Aptos Foundation and Aptos Labs have committed $50 million to develop infrastructure built for autonomous AI agents on the Aptos Layer-1. The initiative targets high-frequency on-chain trading and agentic workloads, funding first-party products, protocol upgrades, research and a partner investment program designed around sub-second execution, encrypted mempools and confidential data storage.
The package is being framed as a full-stack strategy rather than a single product push. Aptos will direct capital toward in-house applications, core protocol improvements and third-party teams, with existing projects such as Decibel and Shelby already positioned inside the broader roadmap.
Aptos Builds for Machine-Speed Markets
Decibel, an on-chain perpetuals exchange, launched on mainnet in February 2026 and has reported more than $1 billion in trading volume. Its inclusion in the funding strategy gives Aptos an early trading venue for automated market activity, especially as the network courts more machine-driven execution.
Shelby, a decentralized data storage protocol built for AI workloads, addresses another part of the stack. Autonomous agents need persistent data storage and reliable state management, making storage infrastructure as important as trading speed for agentic systems.
Aptos described the strategy in direct terms: “Markets are moving onchain. Machines are becoming the primary participants in them. The $50 million committed across the stack is how Aptos gets there.” The statement places machine participants at the center of Aptos’s market thesis, not as a secondary use case.
Confidentiality is also a core design priority. Sherry Xiao, Founding Engineer at Aptos Labs, said Confidential APT could help businesses protect on-chain salary payments, treasury movements and trading strategies from public visibility, highlighting the need to shield sensitive financial activity from open-ledger exposure.

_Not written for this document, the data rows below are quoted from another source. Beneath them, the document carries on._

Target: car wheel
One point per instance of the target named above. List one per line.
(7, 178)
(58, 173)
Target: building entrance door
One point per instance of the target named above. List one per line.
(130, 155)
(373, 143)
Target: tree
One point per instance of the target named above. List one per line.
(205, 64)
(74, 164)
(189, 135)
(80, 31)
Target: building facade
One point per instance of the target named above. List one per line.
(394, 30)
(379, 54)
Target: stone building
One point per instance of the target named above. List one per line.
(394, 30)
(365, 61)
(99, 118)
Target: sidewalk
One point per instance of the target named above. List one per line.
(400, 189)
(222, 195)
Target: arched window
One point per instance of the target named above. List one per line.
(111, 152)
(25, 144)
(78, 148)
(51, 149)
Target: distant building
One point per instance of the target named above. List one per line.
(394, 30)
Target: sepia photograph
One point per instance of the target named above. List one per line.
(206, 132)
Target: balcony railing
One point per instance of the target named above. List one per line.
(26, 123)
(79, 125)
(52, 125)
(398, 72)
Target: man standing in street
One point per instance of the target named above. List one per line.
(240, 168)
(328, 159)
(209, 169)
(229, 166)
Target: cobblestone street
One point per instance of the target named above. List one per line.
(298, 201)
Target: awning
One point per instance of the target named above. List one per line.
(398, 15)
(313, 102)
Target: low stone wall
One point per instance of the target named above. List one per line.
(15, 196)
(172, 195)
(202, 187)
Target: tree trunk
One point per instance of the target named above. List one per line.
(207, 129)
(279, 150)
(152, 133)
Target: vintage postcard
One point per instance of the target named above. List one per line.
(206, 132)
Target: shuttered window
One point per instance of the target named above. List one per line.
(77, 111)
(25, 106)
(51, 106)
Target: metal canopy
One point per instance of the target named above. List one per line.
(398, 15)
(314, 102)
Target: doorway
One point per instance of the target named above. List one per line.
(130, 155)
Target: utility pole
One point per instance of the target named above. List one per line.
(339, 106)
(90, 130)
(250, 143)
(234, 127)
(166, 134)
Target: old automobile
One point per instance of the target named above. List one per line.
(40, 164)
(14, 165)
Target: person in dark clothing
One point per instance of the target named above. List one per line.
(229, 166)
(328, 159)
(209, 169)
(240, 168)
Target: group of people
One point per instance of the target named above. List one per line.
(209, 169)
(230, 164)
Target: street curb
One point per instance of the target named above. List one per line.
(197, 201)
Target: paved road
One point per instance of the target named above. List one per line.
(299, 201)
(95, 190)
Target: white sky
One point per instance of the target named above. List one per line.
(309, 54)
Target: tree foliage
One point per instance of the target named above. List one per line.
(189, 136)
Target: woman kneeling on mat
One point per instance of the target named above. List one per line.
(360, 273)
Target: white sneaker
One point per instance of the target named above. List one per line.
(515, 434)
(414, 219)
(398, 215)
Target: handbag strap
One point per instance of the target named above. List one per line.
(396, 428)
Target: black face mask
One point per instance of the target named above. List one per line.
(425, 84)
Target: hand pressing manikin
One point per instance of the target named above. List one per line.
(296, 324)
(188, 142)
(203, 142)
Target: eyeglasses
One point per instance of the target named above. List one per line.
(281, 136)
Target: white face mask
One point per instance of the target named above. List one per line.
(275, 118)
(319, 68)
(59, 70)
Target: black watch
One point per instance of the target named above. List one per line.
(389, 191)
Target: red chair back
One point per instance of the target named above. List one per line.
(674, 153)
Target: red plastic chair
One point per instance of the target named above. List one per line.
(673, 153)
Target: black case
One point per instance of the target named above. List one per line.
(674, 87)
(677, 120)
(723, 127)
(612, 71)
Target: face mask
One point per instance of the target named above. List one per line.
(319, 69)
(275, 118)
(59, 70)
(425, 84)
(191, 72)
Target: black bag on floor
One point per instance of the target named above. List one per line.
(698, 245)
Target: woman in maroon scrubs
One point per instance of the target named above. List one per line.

Confidential Execution Targets MEV Risk
Aptos is treating MEV and front-running as structural problems for automated trading. Analysts cited in the company’s materials estimate that roughly $50 million per quarter is extracted from predictable agent-driven flows, a figure used to justify stronger privacy and execution protections.
The proposed mitigations include encrypted mempools, sub-second finality and FIX connectivity. Together, those tools are intended to support reliable high-frequency execution for institutional counterparties while reducing the visibility that allows bot operators to exploit predictable orders.
The risks Aptos is targeting are not limited to trading. Public on-chain activity can reveal salary payments, treasury movements and strategy execution, while agent models also face data availability and persistence risks if storage and state infrastructure are not hardened.
Integration risk is another practical concern. Neobanks, custodians and wallet providers connecting to agent rails will need secure interfaces between traditional accounts and on-chain execution, especially if autonomous systems begin routing higher-value financial activity.
Project leads at Aptos have emphasized continuous autonomous operation as a design objective. Nikki Baird, VP of Strategy and Product, said agents are the next level of AI capability the company is developing for customers, pointing to a product direction that balances openness with confidentiality.
The commitment changes how Aptos should be monitored. If the network attracts agentic volume, it could concentrate predictable transaction flow and the MEV opportunities attached to it, even as encrypted infrastructure aims to reduce extraction.
The key indicators will be on-chain agent volume, encrypted mempool adoption and Decibel’s trade composition. Those metrics will show whether Aptos’s $50 million infrastructure push changes MEV dynamics or simply shifts extractable value toward new market participants.